Determining what is and isn't fake news is inherently an unsupervised learning task; an algorithm can't decide what is and isn't fake news to a reader susceptible to bias. Revealing the bias of articles, sources and their narratives can reduce this susceptibility.
What it does
The goal is to be able to take a collection of news articles and visualize the similarity in their narratives through a visual, hierarchical, clustering.
How we built it
We used Python, News API, Docker, Postgres, Kafka, SQLAlchemy and Zookeeper.
Challenges we ran into
We struggled with deciding on a project, leading to a shorter period of time that we were able to program. For some of us, it was the first Hackathon we'd ever been to and we weren't familiar with a lot of the programs the other members of our team knew how to use already.
Also a team member didn't arrive until the second day, unfortunately.

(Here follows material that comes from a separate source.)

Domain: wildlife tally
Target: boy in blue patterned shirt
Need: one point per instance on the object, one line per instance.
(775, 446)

Accomplishments that we're proud of
We successfully pushed news article stubs into the kafka topic after some grueling devops.
What's next for Bias.io
We want to load data sources from the database model we created in our biasio-collect script. We'd also like to then subscribe to the kafka topic containing news article stubs and fetch the full article using the newspaper3k library. After, we want to augment the article with nlp based features, using spacy.io (including entity disambiguation, subjectivity analysis, and sentiment analysis) and finally, create a visualization showing the naturally formed hierarchical clusters of news articles and sources; hopefully showing a clear relationship between the assignment of articles in narrative clusters, to the political stance/bias of the news source. Bias.io will not end in yalehack.